Most importantly, the convergence participants were given a bit of encyclical education by a Vatican representative.  “Encyclical” means circular letter. It is meant to be passed on, read, and listened to. To a room of emerging multi-faith leaders, the Vatican representative told us to “take it, make it your own, be true to it and pass it on with love, sympathy, compassion.”  “Take the time to read it.” “Don’t give up on religious leaders.”  “It’s not about ecology, it’s about life.”  And if we have other ideas for the leadership that the Church should take?  What do seminaries have to teach the Church?  Take it to the Vatican: “The Vatican is not a control tower.”

Pope Francis’ encyclical sends a powerful message. It tells us that the Church acknowledges the eco-spirituality of St. Francis of Assisi, the realities of how our careless human lifestyles are disrupting the climate and affecting the most vulnerable, and how a spiritual grounding and integral ecology can help us to reverse much of the damage we’ve done.  I am very interested to see how discussion and dialogue about the encyclical (there are already a number of discussion guides out there) can lead us to healing and a deepened appreciation of faith and community.

Before we left the convergence, we were given the task of drafting an eco-theological project to carry out in our home countries. The three stages of the task include an eco-autobiography, exploring spiritual resources, and finding a forum for public expression. I found this task to be a particularly useful exercise in helping me define my own spiritual journey.  The first stage of the task helped me unearth the experiences I had while growing up that led to the development of my spiritual convictions, and had me ponder my relationships with land, animals, and other non-human forms of life. It also had me reflect on my personal experiences with environmental justice issues, something I’ve had to intentionally immerse myself in because of the protection that the privilege that my cultural and socioeconomic background afford me.

Regarding the texts which have informed my eco-theology, I thought about the creation mandate found from a spiritual reading of Genesis in the Bible, as well as a few books by Franciscans I’ve learned of through the Franciscan Earth Corps, including “Care for Creation: A Franciscan Spirituality of the Earth” and “Repair My House: Becoming a Kindom Catholic.”  These texts have helped inform my understanding of Catholic Franciscan eco-theology, such as the “thisness” of each unique creation of God and the Trinitarian worldview which underpins Christianity.  Drawing from these reflections to identify the basis of my own spiritual beliefs about the environment, I found that contemplation and the practice of being present can lead us to experience a feeling of oneness and interconnectedness, and a sense of divine presence in everything and everyone in the world.
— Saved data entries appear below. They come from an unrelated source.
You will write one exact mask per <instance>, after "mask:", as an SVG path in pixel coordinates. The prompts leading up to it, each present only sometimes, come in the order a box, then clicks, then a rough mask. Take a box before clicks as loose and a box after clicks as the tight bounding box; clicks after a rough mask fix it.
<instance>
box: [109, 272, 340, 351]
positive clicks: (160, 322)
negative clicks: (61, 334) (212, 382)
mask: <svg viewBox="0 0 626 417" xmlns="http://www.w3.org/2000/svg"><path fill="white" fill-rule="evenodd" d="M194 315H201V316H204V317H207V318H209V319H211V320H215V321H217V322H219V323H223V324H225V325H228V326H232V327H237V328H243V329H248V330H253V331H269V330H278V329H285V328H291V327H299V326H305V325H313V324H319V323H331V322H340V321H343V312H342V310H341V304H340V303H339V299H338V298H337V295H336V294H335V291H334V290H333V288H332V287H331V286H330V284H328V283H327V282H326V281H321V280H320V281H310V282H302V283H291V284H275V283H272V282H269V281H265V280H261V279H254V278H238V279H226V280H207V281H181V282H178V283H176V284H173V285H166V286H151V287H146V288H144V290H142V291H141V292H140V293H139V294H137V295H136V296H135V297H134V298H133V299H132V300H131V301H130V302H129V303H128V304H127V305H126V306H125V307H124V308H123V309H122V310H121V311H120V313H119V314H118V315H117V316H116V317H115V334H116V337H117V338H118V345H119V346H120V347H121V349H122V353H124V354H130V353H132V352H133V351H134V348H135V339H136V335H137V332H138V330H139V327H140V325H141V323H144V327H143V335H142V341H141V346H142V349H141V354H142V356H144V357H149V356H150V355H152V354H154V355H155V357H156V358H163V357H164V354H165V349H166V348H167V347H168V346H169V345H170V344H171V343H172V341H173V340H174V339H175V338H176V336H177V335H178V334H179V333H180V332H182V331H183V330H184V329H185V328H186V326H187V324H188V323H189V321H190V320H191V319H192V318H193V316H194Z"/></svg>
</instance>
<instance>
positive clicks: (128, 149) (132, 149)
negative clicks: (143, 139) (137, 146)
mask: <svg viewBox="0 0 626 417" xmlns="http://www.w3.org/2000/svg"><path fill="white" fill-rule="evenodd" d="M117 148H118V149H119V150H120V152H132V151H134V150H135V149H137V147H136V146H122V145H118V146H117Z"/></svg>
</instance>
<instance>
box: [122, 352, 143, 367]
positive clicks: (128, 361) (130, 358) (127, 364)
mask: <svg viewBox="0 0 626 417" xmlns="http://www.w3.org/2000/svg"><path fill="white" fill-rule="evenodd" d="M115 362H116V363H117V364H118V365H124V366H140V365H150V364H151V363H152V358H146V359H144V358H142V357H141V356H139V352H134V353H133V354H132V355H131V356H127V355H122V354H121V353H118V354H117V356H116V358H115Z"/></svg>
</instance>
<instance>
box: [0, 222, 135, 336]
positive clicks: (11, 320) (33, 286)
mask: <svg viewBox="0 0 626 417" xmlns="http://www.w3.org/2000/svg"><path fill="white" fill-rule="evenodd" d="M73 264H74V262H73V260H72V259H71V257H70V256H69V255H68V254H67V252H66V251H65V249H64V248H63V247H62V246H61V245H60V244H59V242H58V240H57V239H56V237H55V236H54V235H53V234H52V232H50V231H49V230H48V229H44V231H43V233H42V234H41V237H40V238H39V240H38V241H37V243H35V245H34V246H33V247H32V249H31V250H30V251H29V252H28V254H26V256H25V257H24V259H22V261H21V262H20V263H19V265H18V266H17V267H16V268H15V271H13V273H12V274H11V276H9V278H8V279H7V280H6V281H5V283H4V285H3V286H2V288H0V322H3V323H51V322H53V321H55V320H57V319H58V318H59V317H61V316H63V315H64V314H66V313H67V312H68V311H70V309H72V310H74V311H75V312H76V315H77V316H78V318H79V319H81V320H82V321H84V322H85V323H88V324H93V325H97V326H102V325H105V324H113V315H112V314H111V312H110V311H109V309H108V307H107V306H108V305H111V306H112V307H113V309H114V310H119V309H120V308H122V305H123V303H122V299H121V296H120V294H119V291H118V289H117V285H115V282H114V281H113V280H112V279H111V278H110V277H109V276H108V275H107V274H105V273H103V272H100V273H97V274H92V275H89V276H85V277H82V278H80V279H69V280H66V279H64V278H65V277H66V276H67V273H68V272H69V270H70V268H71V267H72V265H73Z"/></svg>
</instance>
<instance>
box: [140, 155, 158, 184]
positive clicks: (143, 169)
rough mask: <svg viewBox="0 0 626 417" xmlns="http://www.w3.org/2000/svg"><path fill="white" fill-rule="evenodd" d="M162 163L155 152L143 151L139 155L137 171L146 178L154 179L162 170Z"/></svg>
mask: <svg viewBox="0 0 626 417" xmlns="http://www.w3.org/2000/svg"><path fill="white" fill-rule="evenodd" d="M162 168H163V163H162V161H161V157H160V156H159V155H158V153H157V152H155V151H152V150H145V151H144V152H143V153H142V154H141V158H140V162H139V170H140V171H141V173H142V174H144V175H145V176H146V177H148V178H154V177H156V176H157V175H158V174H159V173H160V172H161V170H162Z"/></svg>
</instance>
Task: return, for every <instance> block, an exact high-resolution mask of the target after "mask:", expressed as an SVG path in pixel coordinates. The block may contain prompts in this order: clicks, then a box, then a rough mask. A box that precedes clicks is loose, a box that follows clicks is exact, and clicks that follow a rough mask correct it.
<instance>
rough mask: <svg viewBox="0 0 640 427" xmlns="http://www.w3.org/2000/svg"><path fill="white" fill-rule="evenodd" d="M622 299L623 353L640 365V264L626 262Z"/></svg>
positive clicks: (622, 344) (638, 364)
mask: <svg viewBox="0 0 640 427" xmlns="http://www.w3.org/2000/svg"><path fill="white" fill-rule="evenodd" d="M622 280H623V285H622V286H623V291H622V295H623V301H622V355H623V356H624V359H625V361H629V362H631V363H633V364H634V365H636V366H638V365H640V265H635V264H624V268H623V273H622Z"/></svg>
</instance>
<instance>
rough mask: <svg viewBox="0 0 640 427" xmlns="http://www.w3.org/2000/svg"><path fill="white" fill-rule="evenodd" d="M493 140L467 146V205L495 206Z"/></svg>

This translates into the responsibility we share to steward the Earth and treat everyone and everything as our brothers and sisters because of the kinship we share with creation; as well as the need to work for justice and reconciliation, especially when we have privilege, because of the Gospel’s call to prioritize the poor.

The last part of the task, finding a forum for public expression, is still a work in progress for me. Perhaps my reflections here are a form of this public expression, though as I continue to process all that I learned during the convergence and continue to learn at home, I’m sure my ideas will continue to evolve. I welcome thoughts on meaningful methods I could use for public expression, but most importantly, I encourage everyone reading this to create their own version of the eco-theological project.  As the convergence participants learned from the Vatican representative, it is up to us to take what we find in the encyclical as well as in our own faith traditions, and use it in our own contexts.  As St. Francis said, “I have done what is mine to do; may Christ teach you what is yours to do.”